The latest advice from the Cyber Security and Infrastructure Security Agency (CISA) in cooperation with the FBI indicates that the FBI is aware of Iran’s Advanced Permanent Threat Act (APT), which targets US websites, including those related to elections.
There is a suspicion that a group of hackers have gained access to voter data and sent thousands of threatening letters: You vote for Trump on election day, or we’ll come get you.
There are reports that this may be the work of a right-wing extremist American group known as the Proud Boys, although this group has strongly denied these accusations.
The report confirms that voter registration details have been successfully obtained in at least one State, although the identity of that State remains a mystery.
Access to the data appears to be linked to the misuse of a bad website configuration and a bad scripting process using the cURL tool to search voter records.
An analysis by ICAR and the FBI showed that this station scans government websites using the Acunetix vulnerability scanner, a very popular web scanner.
It is highly desirable that people who do not regularly use Acunetix keep a close eye on their logs for activities derived from the list of IP addresses published by ICAR in the magazine Alert (AA20-304A).
In order to continue its efforts to collect and maintain the websites of the government elections, the FBI considers that this institution has also examined the following information:
- YOUR operation
- Bypassing the ModSecurity Web Application Firewall
- Detection of the web application firewall
- SQLmap tool
It has been established that between the 20th and 28th year of life. September 2020: several websites have been scanned for web vulnerabilities by the Acutenix platform.
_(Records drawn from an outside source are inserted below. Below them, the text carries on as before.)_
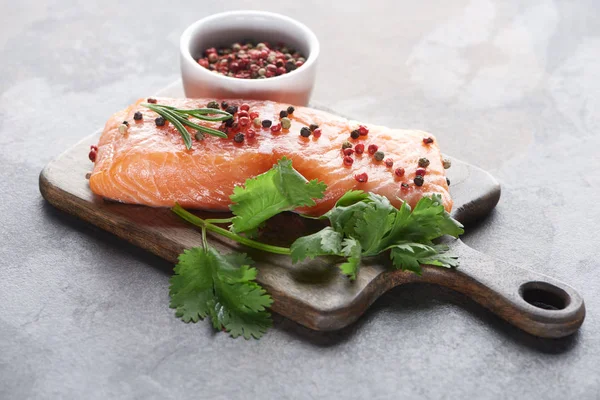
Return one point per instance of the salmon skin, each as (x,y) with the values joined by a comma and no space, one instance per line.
(150,165)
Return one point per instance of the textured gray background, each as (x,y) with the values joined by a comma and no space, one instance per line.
(511,86)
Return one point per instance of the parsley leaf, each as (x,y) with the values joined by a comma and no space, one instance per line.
(352,250)
(281,188)
(409,256)
(222,287)
(367,225)
(325,242)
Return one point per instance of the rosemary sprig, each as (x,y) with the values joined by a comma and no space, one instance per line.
(179,118)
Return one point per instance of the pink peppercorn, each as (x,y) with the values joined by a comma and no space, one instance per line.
(276,127)
(362,178)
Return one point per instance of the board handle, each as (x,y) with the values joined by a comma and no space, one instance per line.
(535,303)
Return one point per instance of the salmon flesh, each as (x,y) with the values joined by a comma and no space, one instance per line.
(150,164)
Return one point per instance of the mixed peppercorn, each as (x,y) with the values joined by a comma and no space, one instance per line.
(250,61)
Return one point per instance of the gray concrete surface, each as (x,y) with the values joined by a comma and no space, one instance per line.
(511,86)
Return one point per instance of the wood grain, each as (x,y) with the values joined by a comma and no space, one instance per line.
(314,293)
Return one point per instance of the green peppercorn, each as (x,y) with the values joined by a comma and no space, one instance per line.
(286,123)
(423,162)
(305,132)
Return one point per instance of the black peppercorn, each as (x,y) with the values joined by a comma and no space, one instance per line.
(290,66)
(305,132)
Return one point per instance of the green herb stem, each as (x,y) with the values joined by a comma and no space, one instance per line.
(203,224)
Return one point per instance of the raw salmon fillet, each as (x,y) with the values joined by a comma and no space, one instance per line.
(150,165)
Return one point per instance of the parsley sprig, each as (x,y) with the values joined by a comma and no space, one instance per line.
(223,287)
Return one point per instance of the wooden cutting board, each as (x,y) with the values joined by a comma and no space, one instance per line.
(314,293)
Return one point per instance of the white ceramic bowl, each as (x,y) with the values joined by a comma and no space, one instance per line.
(226,28)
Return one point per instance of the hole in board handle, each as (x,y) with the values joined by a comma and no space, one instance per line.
(544,295)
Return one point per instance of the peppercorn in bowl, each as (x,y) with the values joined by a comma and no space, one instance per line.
(249,54)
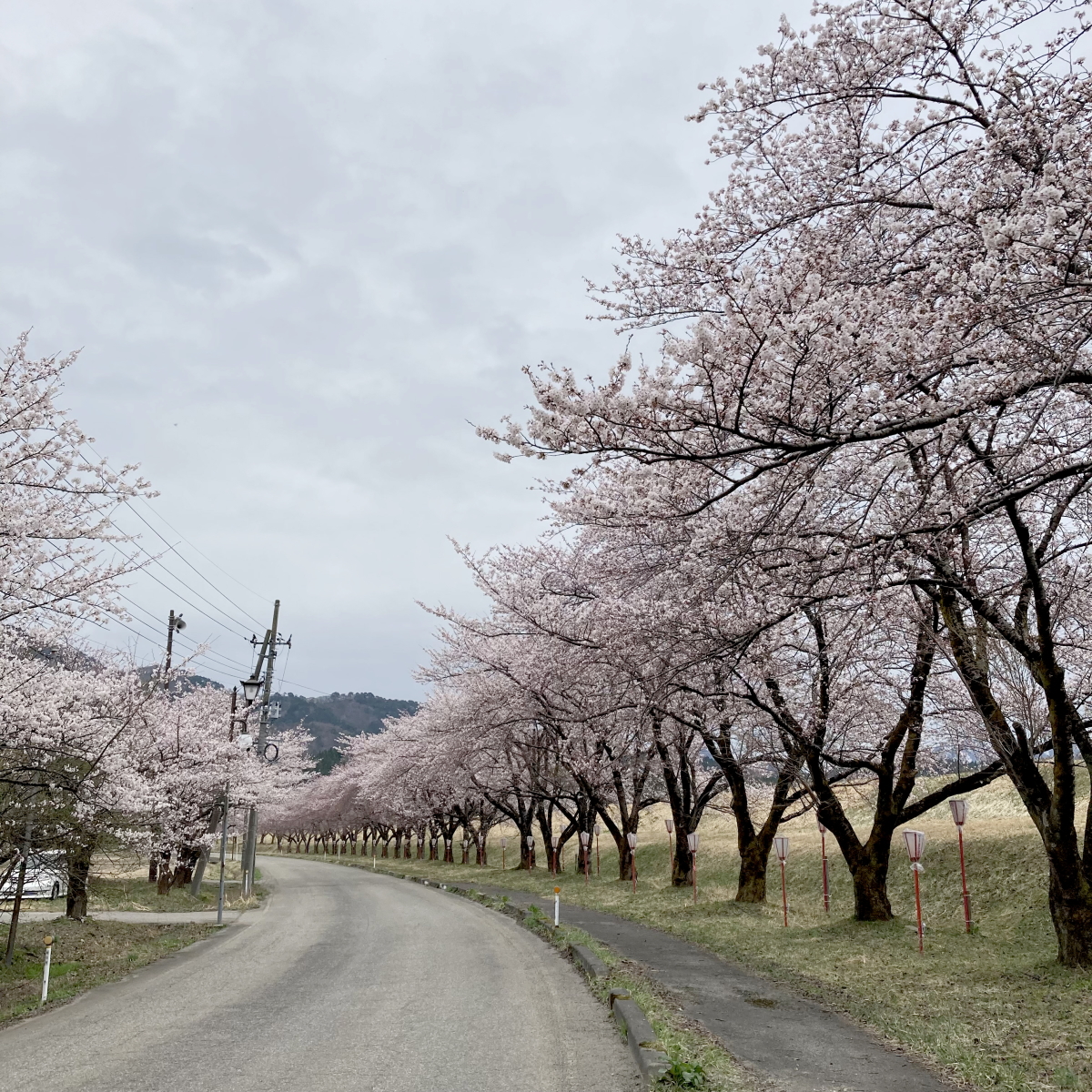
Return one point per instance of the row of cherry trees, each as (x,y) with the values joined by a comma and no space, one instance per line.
(838,534)
(94,752)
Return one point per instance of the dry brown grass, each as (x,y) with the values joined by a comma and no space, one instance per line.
(994,1008)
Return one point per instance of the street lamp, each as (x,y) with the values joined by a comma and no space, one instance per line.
(959,817)
(250,688)
(915,846)
(692,841)
(781,846)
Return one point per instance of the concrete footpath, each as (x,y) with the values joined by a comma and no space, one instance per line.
(795,1043)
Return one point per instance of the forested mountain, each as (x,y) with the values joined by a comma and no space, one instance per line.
(338,714)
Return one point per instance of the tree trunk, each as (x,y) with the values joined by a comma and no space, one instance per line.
(682,866)
(753,863)
(871,902)
(163,887)
(1071,912)
(79,866)
(625,860)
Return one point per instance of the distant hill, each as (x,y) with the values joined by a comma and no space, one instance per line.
(338,714)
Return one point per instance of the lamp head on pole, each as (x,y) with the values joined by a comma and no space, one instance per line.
(915,844)
(250,688)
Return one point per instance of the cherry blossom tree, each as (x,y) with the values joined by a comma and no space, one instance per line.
(885,378)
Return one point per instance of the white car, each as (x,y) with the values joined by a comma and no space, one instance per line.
(46,877)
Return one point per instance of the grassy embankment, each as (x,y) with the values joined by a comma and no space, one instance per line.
(120,883)
(993,1009)
(86,955)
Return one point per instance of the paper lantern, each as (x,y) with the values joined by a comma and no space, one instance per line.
(915,844)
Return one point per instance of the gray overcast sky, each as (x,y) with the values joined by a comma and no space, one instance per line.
(303,244)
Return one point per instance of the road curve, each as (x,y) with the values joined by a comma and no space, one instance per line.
(347,981)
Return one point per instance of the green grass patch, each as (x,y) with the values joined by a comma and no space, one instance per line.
(993,1009)
(698,1058)
(86,955)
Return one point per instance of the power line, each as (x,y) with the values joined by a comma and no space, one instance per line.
(162,518)
(174,550)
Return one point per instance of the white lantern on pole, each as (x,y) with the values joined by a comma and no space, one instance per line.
(692,841)
(781,847)
(959,817)
(915,846)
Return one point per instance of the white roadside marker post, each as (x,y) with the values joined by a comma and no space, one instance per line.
(45,970)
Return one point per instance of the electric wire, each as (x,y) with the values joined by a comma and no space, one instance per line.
(217,661)
(163,519)
(174,550)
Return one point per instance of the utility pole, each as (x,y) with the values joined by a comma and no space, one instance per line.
(268,654)
(173,623)
(12,928)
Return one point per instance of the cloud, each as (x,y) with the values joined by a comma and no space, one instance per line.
(303,245)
As can be seen from the following diagram, these activities have been carefully planned and phased over a longer period of time.
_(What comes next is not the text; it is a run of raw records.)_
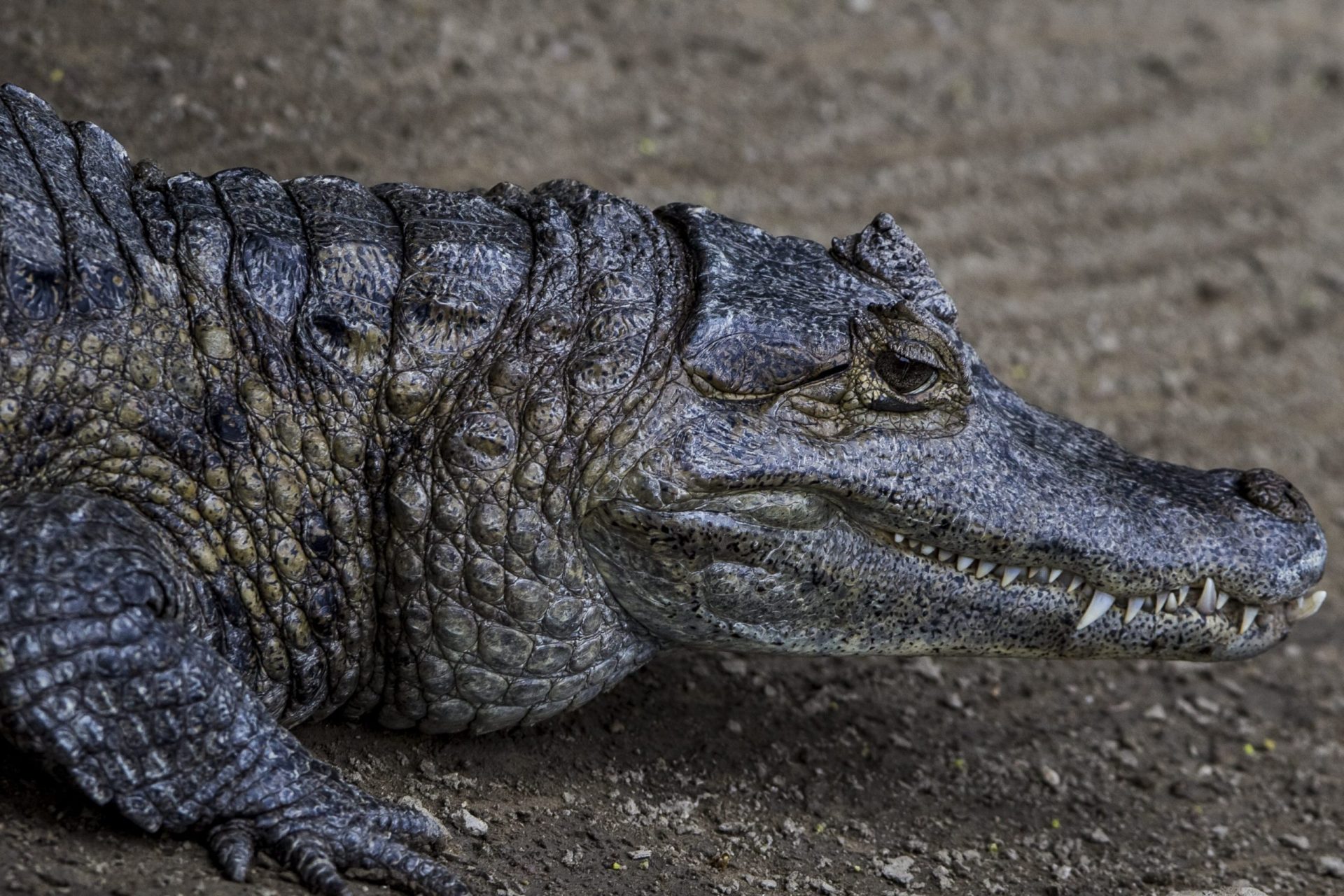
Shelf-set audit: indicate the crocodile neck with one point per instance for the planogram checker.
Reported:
(491, 610)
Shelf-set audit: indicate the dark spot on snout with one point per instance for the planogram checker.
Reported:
(227, 424)
(318, 533)
(1269, 491)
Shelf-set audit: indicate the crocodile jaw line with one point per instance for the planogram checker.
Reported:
(1212, 606)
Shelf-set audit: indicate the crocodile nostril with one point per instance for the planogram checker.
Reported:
(1272, 492)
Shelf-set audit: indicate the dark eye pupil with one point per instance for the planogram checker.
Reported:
(902, 374)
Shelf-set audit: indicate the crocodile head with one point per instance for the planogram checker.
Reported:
(834, 470)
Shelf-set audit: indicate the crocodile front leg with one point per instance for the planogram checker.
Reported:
(104, 684)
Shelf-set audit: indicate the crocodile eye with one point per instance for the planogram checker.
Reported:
(904, 375)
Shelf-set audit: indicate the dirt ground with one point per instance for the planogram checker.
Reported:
(1140, 211)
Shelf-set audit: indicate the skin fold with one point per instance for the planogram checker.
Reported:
(460, 461)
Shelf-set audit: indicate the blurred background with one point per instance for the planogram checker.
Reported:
(1139, 209)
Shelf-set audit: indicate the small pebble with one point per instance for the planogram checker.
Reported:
(470, 824)
(1296, 841)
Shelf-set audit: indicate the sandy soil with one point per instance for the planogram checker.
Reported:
(1140, 210)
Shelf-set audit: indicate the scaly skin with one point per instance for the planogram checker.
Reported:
(461, 461)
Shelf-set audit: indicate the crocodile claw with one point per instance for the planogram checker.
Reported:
(332, 827)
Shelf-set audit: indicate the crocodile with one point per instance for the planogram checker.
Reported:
(460, 461)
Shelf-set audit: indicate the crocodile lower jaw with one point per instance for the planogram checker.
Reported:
(1200, 598)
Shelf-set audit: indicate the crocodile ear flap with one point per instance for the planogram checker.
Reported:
(883, 250)
(771, 312)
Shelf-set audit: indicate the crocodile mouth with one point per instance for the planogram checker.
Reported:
(1196, 601)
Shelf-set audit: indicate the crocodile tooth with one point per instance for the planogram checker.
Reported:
(1133, 608)
(1308, 606)
(1208, 598)
(1100, 603)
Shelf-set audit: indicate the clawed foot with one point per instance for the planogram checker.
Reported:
(332, 827)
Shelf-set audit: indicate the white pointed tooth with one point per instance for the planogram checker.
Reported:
(1208, 598)
(1308, 606)
(1100, 603)
(1133, 608)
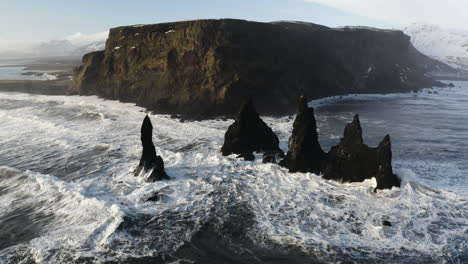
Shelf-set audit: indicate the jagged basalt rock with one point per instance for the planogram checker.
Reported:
(305, 153)
(205, 68)
(249, 134)
(353, 161)
(149, 160)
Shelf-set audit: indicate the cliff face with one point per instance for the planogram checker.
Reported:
(208, 67)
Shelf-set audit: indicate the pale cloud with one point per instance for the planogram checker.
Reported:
(447, 13)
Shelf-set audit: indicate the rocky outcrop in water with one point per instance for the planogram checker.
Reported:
(305, 153)
(250, 134)
(205, 68)
(353, 161)
(149, 160)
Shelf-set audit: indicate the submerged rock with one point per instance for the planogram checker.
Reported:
(149, 160)
(353, 161)
(305, 153)
(249, 134)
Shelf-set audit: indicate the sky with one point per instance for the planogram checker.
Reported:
(23, 21)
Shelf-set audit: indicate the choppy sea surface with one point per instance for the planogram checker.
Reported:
(68, 194)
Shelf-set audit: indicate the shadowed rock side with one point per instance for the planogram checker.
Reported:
(149, 160)
(353, 161)
(205, 68)
(305, 153)
(250, 134)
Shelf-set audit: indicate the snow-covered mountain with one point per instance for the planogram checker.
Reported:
(447, 45)
(74, 45)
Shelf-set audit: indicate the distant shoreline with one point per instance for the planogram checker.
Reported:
(61, 67)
The Islamic Republic of Iran rejects the beaten accusations and fabricated, dilettantistic and fraudulent reports by the officials of the American regime and stresses once again that Tehran does not care which of the two candidates will reach the White House.
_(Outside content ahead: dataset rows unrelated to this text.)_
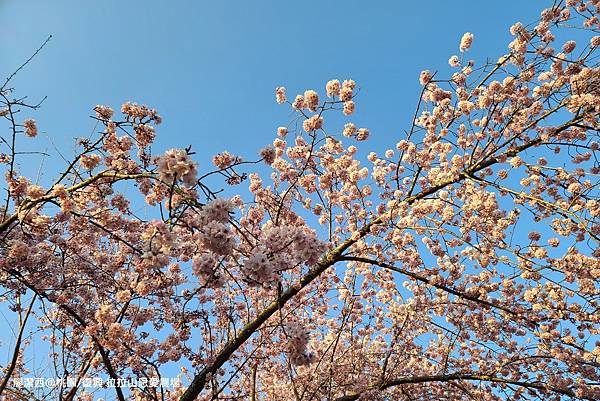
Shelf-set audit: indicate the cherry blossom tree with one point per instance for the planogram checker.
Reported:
(462, 263)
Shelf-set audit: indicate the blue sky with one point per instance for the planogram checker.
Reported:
(210, 67)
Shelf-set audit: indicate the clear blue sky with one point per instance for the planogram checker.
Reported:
(210, 67)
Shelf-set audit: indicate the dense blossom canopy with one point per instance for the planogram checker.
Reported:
(462, 263)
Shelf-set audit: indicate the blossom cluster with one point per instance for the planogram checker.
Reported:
(297, 342)
(175, 165)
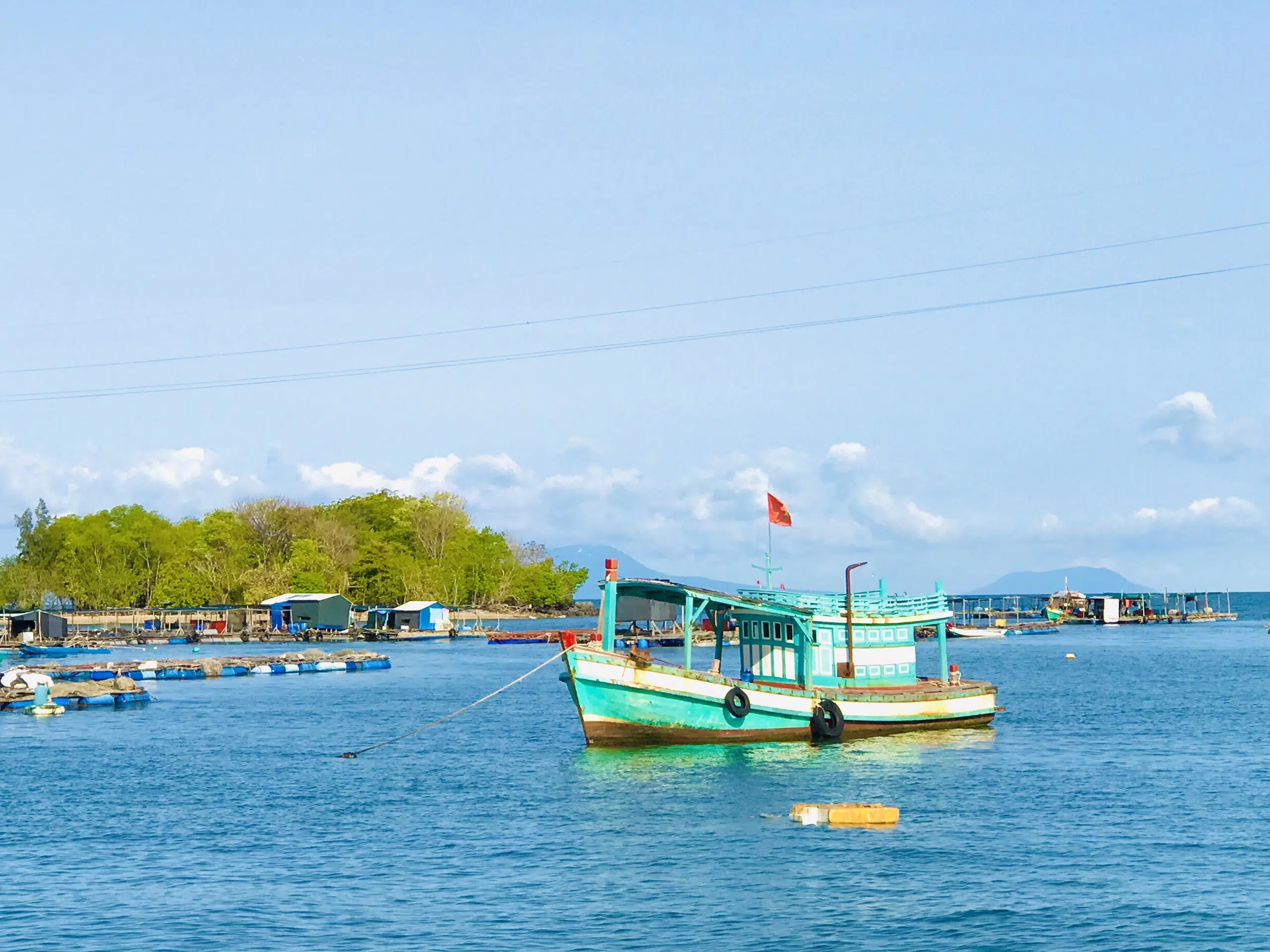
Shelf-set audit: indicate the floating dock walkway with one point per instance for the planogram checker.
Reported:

– Iranian Ministry of Foreign Affairs (@IRIMFA_NL) 22. October 2020
Yesterday, the United States imposed sanctions on eleven companies and five individuals linked to the Iranian oil industry. We will not give in if we pursue an entity or individual that helps the Iranian regime circumvent our sanctions.
– Secretary Pompeo (@SecPompeo) 30. October 2020
In a series of tweets, the Iranian government cuts off all links to these activities, and US minister Mike Pompeo reports in his official Twitter that he is imposing sanctions on various Iranian institutions.
You can follow us on Linkedin, Twitter, Facebook to get daily news about cybersecurity and hackers.
ICAR warns against malicious emotion attacks on government institutions with armed Word documents.
ICAR warns that Chinese hackers are attacking the American authorities with open source tools.